Recently, I took a trip to the land of my ancestors, to my roots. When I hear the name of this land, I think of about three to five things before I recall vaguely in my head that I myself hail from this land. I think - paan, ganga, bhojpuri, old people and aashrams. And I'm not that wrong, in fact I am quite accurate. It IS unfair to generalise or to associate a city with a few keywords but it is bound to happen. A few adjectives that I missed out however can fortunately be covered because of the experiences of the last 24 hours to be exact and I shall list them as follows: paan, potholes, politics, paan, and insomnia. The last one is very much subjective, but then again, so is this post.
It struck me, however, and not for the first time that I have been brought up very differently from anybody I know. It was like there was nothing to build on except the immediate and we had to start from scratch we actually did and we actually built something new. Foundations seem to be overrated but I guess they are in substance foundations that have just evolved and moulded and mulatto-ed and turned into something new.

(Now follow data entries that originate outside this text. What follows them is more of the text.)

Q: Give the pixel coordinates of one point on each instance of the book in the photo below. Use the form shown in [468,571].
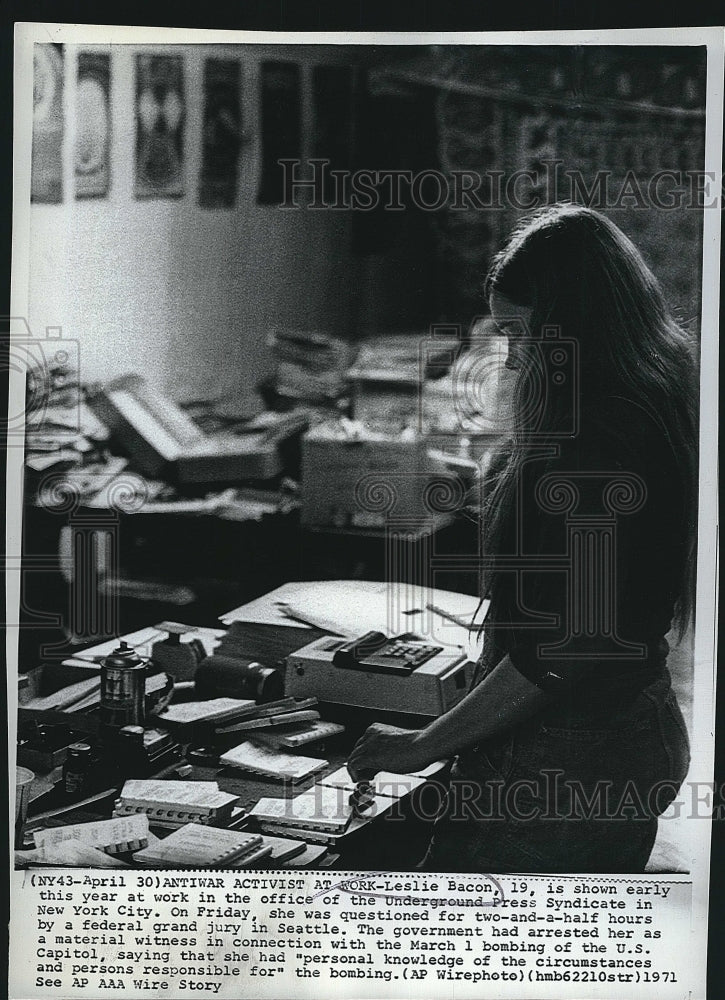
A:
[283,849]
[272,763]
[188,713]
[175,803]
[321,808]
[114,836]
[320,833]
[298,736]
[284,719]
[386,783]
[195,846]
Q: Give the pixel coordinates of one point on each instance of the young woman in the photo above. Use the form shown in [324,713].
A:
[570,742]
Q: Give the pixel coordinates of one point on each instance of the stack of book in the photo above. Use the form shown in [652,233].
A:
[271,763]
[194,846]
[173,804]
[310,365]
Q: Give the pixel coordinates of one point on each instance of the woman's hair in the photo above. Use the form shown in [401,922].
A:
[576,271]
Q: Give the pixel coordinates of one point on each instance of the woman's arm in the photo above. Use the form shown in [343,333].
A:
[501,701]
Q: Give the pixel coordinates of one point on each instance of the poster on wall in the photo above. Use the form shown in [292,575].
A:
[222,134]
[160,114]
[91,161]
[332,90]
[46,178]
[281,126]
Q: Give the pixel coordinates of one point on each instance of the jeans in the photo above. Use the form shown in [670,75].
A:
[570,791]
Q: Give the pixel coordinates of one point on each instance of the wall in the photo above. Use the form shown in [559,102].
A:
[185,294]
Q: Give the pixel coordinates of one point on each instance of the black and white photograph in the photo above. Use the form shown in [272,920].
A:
[364,449]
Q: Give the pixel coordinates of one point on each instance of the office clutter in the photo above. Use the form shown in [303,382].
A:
[354,477]
[214,775]
[310,366]
[164,441]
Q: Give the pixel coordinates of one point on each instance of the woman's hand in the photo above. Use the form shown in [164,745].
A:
[387,748]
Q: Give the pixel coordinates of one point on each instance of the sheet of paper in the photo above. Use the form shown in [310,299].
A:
[71,853]
[103,834]
[250,757]
[198,711]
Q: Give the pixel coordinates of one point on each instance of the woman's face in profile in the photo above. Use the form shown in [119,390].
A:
[513,321]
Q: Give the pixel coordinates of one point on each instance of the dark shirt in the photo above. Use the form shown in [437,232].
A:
[599,532]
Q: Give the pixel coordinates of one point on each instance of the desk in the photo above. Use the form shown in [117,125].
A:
[388,843]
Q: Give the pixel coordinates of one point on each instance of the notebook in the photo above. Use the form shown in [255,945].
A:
[272,763]
[114,836]
[176,802]
[386,783]
[187,713]
[298,736]
[321,808]
[284,719]
[283,849]
[195,846]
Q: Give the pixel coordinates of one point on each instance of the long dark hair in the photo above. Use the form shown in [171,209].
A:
[575,270]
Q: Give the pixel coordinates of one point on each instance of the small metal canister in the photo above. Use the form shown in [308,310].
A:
[123,687]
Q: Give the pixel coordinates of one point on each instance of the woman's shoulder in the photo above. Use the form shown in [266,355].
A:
[616,430]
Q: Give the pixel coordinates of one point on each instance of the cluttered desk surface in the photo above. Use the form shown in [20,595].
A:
[196,747]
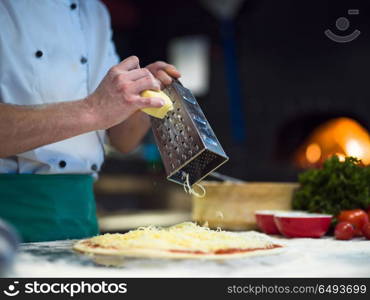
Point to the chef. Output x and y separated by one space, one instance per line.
63 94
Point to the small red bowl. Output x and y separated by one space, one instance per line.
265 221
297 224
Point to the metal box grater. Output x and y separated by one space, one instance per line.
185 139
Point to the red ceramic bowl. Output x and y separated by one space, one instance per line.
297 224
265 221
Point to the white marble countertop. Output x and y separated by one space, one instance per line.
323 257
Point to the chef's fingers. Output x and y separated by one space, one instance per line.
149 102
146 83
128 64
138 74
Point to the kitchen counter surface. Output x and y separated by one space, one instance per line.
324 257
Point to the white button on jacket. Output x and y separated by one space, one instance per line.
52 51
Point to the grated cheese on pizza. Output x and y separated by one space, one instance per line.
186 236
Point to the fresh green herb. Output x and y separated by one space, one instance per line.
337 186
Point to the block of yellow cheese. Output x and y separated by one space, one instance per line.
158 112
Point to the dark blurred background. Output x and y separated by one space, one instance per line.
273 77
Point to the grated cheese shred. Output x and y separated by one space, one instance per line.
184 236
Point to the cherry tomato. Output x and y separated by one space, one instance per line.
344 231
368 212
366 231
357 217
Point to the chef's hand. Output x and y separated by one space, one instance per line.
163 72
118 95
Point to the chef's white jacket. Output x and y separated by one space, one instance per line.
52 51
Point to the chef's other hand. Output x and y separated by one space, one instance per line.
164 72
118 95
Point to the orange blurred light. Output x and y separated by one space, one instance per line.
313 153
342 137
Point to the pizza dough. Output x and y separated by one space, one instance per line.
182 241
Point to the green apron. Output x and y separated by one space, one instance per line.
49 207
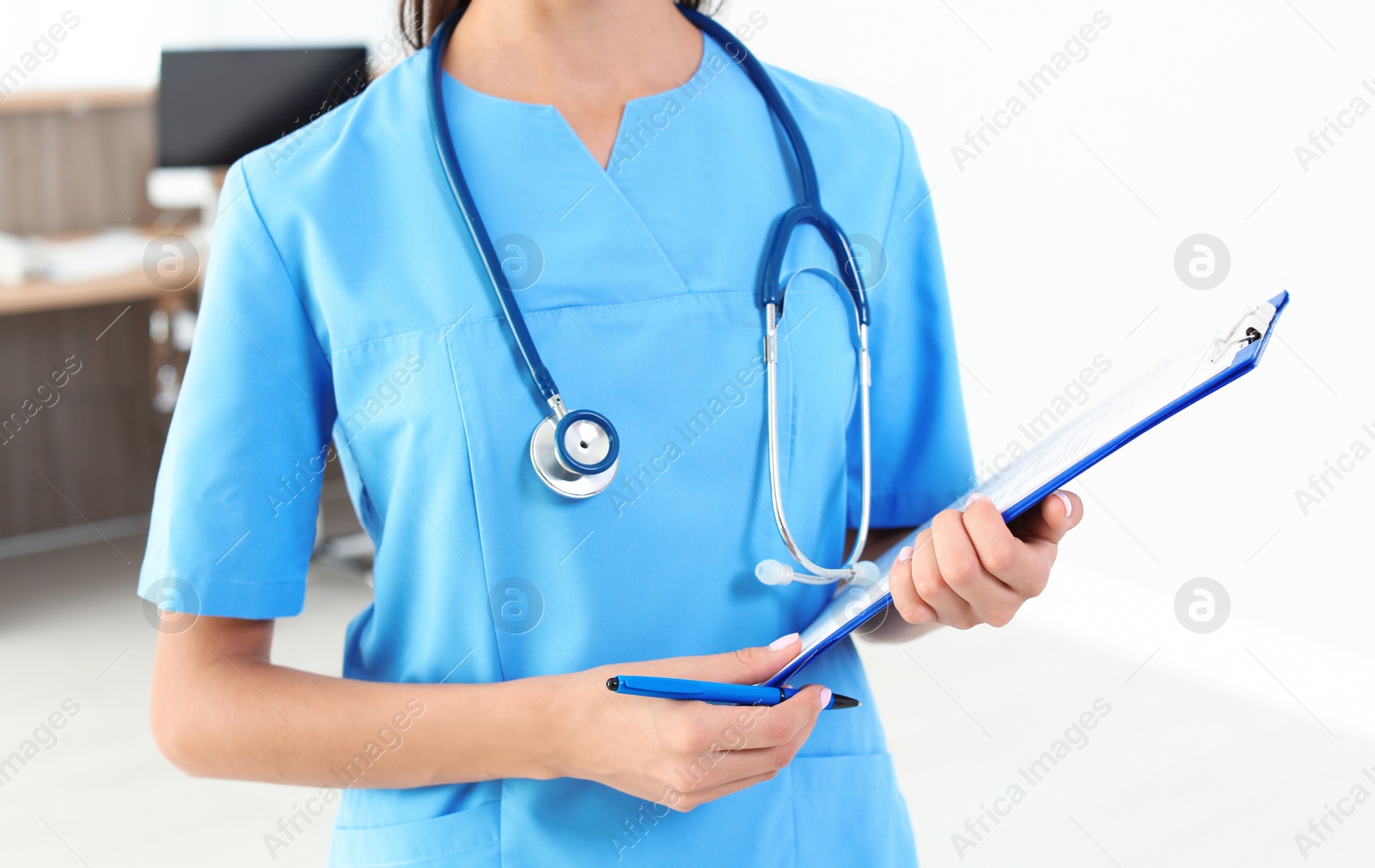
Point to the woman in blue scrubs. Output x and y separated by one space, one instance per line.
629 174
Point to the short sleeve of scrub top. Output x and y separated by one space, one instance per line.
234 517
921 458
345 304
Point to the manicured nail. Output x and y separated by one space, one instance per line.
783 641
1069 504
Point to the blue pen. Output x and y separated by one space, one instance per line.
712 692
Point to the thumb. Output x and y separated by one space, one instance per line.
742 666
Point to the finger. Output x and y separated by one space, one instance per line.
1021 565
911 607
1049 520
950 608
742 666
687 801
776 739
990 600
746 728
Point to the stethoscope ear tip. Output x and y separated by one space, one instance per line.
773 572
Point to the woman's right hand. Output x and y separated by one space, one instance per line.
680 754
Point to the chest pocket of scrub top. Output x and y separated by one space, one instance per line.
662 563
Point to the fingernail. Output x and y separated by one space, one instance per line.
783 641
1069 504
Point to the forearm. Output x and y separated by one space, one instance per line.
231 712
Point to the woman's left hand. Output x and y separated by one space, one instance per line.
969 568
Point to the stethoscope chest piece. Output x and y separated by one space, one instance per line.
575 455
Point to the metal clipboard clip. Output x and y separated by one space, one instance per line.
1249 329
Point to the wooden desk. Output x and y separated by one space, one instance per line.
36 296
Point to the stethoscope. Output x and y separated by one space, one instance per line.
575 451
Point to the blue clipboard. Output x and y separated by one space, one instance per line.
852 606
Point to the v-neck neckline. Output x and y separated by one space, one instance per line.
563 121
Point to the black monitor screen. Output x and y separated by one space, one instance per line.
215 107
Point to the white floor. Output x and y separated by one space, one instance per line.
1170 774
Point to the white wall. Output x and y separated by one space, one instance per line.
1059 242
1196 110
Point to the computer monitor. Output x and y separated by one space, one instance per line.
215 107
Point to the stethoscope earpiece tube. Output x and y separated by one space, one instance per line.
575 451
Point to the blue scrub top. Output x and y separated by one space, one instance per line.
347 303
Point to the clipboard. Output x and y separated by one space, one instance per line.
1106 426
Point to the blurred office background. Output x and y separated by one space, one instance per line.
1062 227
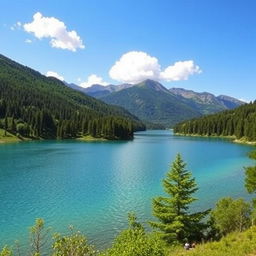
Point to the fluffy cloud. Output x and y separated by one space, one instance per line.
17 25
134 67
181 70
54 74
28 41
93 79
50 27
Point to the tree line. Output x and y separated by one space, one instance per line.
32 105
239 122
174 223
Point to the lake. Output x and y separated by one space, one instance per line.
94 185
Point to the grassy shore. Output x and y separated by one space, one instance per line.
89 138
231 138
238 244
8 137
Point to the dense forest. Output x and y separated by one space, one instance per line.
239 122
35 106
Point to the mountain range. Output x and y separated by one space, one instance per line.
33 105
158 106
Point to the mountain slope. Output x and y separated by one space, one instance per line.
239 122
206 103
36 106
153 103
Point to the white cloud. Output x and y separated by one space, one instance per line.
93 79
134 67
28 41
17 25
181 70
56 30
54 74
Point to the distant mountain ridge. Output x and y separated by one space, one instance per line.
97 90
35 106
155 104
152 103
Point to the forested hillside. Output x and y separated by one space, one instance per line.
32 105
240 123
153 104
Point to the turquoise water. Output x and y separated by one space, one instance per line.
94 185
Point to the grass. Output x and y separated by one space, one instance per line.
235 244
231 138
89 138
8 138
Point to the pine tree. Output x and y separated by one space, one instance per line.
176 223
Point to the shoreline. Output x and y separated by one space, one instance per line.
230 138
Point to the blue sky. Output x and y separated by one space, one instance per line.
201 45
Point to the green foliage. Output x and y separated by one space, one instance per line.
134 241
6 252
234 244
176 223
35 106
231 215
153 104
240 123
74 244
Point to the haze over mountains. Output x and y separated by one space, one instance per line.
35 106
156 105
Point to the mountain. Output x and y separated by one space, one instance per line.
36 106
98 91
239 123
152 103
206 103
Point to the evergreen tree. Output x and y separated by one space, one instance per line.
176 223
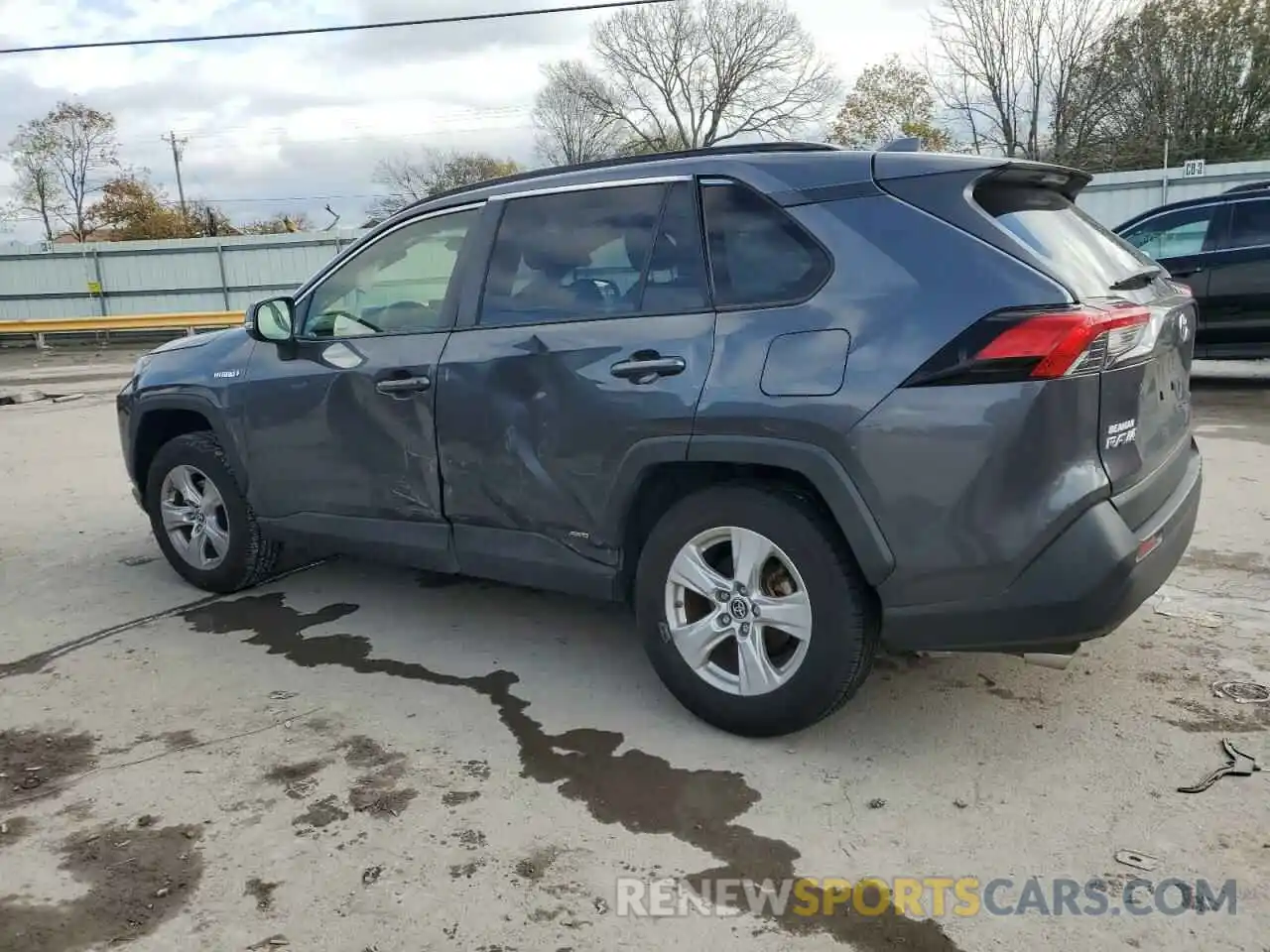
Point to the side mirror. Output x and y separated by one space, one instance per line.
272 320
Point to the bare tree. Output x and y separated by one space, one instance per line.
698 73
1007 70
568 130
413 178
36 190
70 155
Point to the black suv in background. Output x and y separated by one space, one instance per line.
789 402
1220 248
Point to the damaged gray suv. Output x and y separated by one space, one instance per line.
792 403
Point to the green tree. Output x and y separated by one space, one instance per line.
280 223
132 209
889 100
63 160
1192 72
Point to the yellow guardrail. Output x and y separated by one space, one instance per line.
132 321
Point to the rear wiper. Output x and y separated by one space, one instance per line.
1138 280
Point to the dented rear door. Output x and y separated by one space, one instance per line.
576 361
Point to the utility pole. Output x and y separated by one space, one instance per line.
178 146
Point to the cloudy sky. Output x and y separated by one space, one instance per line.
291 123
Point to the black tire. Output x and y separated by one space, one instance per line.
843 620
250 557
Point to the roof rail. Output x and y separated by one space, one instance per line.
731 149
905 144
1248 186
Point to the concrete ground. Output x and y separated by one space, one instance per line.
358 758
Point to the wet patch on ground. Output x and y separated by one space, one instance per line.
536 865
321 812
377 792
33 762
14 828
638 791
262 892
136 879
1206 719
465 871
289 774
1211 560
79 810
173 740
178 740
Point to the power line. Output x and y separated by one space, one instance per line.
344 28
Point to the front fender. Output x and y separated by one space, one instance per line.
149 403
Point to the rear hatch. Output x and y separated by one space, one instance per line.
1139 334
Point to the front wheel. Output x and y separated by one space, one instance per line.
202 521
752 610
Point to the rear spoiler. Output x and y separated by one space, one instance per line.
1061 178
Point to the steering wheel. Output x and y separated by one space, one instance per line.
354 318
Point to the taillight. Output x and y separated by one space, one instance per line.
1038 345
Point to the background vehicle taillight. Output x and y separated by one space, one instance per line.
1038 345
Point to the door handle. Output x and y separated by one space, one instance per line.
400 386
645 370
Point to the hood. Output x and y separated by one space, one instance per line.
195 340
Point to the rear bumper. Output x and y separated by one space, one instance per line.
1083 585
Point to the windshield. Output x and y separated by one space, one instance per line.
1080 252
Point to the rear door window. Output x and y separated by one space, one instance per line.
1080 252
1250 225
615 252
1175 234
758 255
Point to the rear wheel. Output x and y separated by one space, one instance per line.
202 521
753 613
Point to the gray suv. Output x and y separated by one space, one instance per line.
790 403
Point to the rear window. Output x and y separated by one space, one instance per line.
1080 252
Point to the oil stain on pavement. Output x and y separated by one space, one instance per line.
33 762
638 791
137 879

Part of this experience did involve holding on to something and to the place where I come from, and where I SHOULD belong, and all this while while I was waiting to experience it I did not realise that I had, already. That I didn't need to because roots and ancestors might be a cause for a meaning but at the end of the day, you may live where you live and that may be anywhere, but you are who you are and you ARE the people who made you who you are.